Trey eyed her warily and spoke into the phone. “She said—oh, you heard that. What? You want me to breathe now?” He did. Deeply, slowly.
The elevator car lurched. Cinda gasped. Trey cursed. “It’s the elevator,” he explained to Dr. Butler on the other end of the line. “It jumped or something. Yes, we’re okay. Maybe. Wait. Hold on. I think it’s—yes, it is. It’s moving.”
As if it had never been problematical, the elevator car began a smooth and controlled descent. With her pain easing, Cinda stared up at Trey, wanting him to corroborate for her that she hadn’t lost her mind. “We are moving downward, right? And not in a free fall, right?”

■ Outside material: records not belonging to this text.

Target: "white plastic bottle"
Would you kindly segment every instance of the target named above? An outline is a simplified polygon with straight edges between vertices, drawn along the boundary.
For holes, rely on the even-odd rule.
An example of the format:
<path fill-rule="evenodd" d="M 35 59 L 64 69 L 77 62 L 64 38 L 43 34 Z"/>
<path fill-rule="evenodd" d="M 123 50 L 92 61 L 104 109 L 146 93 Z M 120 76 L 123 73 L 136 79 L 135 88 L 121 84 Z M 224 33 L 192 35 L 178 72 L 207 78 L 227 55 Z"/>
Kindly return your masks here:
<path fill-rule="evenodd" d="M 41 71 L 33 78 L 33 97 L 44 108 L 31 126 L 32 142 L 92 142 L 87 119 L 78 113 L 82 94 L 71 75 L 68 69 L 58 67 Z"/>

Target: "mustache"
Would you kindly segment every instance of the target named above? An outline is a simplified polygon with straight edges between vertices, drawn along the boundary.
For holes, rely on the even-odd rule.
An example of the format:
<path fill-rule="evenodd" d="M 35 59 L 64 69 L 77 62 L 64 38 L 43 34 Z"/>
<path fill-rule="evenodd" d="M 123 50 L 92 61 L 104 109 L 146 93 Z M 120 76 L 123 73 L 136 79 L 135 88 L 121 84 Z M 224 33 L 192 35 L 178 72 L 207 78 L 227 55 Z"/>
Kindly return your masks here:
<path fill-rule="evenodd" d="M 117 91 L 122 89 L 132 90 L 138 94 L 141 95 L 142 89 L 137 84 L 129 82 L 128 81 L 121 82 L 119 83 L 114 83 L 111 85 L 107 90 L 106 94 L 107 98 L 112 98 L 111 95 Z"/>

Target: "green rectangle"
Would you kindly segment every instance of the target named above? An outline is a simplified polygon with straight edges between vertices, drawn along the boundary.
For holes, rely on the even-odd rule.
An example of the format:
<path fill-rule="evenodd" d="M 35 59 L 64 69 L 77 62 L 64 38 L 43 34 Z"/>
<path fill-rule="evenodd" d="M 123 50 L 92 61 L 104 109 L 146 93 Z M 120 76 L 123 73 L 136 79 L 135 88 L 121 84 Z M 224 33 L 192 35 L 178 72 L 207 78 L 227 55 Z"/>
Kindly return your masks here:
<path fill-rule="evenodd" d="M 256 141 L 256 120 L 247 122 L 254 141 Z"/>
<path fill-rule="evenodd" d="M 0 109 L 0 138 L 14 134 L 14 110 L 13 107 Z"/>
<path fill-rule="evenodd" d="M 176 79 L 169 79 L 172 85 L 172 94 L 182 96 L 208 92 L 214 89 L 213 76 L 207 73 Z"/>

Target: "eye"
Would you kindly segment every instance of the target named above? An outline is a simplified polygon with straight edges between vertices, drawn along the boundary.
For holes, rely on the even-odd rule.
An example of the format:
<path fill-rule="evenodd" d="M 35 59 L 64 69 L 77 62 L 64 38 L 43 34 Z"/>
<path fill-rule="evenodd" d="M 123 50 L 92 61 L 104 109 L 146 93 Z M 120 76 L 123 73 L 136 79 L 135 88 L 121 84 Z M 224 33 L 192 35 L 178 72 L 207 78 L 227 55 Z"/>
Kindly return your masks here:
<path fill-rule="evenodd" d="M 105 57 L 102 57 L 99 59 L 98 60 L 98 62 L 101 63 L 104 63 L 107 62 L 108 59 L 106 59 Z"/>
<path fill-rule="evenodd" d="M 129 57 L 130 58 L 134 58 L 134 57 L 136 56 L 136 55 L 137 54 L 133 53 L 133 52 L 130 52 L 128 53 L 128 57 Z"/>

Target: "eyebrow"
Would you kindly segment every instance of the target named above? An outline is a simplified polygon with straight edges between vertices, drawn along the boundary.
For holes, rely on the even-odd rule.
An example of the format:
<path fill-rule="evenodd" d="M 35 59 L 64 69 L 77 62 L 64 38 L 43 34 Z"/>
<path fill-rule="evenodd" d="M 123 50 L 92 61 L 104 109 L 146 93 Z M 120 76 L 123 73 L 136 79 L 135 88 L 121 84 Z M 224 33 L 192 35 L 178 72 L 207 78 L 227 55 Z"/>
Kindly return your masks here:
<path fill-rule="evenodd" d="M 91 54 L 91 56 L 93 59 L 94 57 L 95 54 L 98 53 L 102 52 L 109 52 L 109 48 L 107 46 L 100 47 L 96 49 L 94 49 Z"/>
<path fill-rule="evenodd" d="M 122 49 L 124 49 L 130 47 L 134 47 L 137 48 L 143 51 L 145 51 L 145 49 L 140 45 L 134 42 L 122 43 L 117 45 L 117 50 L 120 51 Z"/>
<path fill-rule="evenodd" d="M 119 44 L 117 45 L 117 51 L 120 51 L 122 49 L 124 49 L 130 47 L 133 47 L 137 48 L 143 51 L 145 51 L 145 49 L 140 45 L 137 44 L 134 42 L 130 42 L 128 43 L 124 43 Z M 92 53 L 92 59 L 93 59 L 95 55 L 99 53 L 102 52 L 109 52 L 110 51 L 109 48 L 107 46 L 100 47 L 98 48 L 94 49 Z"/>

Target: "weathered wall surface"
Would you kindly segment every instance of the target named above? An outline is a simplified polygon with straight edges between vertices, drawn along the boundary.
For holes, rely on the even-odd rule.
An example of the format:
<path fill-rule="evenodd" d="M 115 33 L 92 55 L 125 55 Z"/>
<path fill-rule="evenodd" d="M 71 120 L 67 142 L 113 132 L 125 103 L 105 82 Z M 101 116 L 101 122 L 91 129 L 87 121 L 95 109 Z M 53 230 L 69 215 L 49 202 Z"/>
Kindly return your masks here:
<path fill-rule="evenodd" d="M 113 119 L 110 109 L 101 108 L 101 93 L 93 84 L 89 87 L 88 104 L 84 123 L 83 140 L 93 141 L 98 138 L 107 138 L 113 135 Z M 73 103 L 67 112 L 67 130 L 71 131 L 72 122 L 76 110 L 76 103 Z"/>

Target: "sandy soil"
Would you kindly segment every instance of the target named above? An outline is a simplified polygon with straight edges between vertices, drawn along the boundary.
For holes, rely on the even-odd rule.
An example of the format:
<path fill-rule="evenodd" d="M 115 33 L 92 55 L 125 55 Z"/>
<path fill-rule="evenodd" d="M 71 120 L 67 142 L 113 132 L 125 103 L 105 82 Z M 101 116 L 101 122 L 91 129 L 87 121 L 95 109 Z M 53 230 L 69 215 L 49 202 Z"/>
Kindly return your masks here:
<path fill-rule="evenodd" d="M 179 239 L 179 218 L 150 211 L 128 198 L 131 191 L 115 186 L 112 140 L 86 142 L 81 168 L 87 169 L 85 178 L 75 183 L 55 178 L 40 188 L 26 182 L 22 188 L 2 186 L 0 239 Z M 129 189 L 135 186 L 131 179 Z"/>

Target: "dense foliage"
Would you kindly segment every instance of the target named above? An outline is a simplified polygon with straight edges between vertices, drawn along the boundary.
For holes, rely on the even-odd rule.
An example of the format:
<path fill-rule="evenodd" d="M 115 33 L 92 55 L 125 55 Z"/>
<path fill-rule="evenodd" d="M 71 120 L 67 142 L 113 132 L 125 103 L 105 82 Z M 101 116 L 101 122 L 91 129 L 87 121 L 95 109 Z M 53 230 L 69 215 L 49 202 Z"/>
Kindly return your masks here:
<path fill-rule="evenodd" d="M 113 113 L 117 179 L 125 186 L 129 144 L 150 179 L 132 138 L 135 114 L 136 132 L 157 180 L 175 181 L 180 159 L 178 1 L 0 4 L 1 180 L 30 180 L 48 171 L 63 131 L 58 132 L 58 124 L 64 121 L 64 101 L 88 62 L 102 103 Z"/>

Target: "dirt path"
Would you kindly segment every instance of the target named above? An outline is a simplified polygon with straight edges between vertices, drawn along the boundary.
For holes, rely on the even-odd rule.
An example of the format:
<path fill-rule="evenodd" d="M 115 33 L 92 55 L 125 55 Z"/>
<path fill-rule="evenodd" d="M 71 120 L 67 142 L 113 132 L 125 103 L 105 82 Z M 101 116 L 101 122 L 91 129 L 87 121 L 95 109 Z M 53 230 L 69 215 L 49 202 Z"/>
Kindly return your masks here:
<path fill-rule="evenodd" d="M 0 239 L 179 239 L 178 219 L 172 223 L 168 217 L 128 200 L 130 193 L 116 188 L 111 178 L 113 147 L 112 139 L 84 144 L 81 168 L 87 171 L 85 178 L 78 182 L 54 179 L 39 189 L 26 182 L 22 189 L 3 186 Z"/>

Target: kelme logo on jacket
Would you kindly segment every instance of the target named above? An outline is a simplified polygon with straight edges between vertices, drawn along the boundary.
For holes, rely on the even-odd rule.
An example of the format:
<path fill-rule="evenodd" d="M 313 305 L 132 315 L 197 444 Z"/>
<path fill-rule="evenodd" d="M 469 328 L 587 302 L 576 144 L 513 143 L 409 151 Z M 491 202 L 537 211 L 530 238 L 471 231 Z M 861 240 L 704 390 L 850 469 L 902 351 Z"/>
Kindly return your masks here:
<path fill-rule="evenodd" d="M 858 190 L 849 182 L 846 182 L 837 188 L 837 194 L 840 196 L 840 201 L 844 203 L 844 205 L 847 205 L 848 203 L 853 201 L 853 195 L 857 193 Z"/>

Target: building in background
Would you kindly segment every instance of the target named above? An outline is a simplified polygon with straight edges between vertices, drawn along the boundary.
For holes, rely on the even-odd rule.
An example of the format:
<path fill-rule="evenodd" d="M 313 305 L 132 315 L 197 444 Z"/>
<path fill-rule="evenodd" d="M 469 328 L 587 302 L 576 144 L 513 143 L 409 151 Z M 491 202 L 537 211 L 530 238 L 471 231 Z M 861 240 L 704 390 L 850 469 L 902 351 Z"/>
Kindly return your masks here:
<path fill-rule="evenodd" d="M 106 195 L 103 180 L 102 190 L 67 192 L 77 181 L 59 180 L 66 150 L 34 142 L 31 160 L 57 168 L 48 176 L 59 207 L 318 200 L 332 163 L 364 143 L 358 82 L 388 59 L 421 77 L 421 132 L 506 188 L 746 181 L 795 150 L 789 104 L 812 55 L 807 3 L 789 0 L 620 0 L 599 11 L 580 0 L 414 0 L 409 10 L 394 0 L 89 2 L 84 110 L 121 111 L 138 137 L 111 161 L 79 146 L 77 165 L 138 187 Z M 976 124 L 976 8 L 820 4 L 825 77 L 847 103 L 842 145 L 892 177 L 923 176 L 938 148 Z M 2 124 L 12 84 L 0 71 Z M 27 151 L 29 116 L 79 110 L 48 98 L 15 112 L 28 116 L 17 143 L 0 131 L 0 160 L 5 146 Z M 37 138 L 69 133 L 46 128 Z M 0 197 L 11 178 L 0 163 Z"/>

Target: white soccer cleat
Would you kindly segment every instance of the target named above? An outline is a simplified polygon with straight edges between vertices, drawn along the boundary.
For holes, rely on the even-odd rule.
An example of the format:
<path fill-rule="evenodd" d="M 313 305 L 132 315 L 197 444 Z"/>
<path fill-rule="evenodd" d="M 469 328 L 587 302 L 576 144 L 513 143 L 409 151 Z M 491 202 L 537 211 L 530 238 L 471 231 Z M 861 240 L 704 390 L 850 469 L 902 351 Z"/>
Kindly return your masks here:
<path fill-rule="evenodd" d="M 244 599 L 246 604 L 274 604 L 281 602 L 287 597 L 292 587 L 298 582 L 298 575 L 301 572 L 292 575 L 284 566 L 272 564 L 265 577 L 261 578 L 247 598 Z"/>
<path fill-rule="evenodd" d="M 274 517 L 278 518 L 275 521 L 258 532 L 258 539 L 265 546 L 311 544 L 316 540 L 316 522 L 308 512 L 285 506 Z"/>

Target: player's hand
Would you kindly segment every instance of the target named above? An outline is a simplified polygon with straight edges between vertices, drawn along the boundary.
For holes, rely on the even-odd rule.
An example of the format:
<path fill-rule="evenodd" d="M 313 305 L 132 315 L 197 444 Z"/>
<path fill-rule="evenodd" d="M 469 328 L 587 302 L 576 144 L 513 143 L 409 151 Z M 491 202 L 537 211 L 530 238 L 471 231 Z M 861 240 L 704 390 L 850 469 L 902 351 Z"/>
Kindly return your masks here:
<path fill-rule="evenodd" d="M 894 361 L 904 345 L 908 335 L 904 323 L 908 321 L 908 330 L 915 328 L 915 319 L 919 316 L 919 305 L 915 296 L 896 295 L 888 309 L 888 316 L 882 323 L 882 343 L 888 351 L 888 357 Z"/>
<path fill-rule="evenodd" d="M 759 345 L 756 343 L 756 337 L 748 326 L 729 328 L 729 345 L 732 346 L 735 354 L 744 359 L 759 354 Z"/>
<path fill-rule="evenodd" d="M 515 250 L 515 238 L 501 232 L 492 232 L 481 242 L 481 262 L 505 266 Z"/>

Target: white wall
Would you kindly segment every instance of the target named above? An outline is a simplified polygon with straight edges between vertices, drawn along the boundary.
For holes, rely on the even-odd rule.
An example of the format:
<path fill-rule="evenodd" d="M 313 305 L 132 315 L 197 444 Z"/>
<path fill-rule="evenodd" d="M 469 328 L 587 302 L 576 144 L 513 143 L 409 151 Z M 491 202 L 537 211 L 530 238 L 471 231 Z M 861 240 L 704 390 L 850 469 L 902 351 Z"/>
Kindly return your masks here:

“Right.” He then enthusiastically told her doctor, “Yes, Dr. Butler. We’re apparently on our way. Where are you now? The fourth floor? Wow. You must be a world-class sprinter. Us?” He looked up to the lighted panel overhead. “Eight…seven. We’re on our way. Yeah. See y’all in the lobby.” He punched the end button and handed Cinda the cell phone, which she plopped into her purse. “Dr. Butler’s meeting us in the lobby,” he said, as if reassuring himself as much as her. “With any luck, the ambulance has already arrived.”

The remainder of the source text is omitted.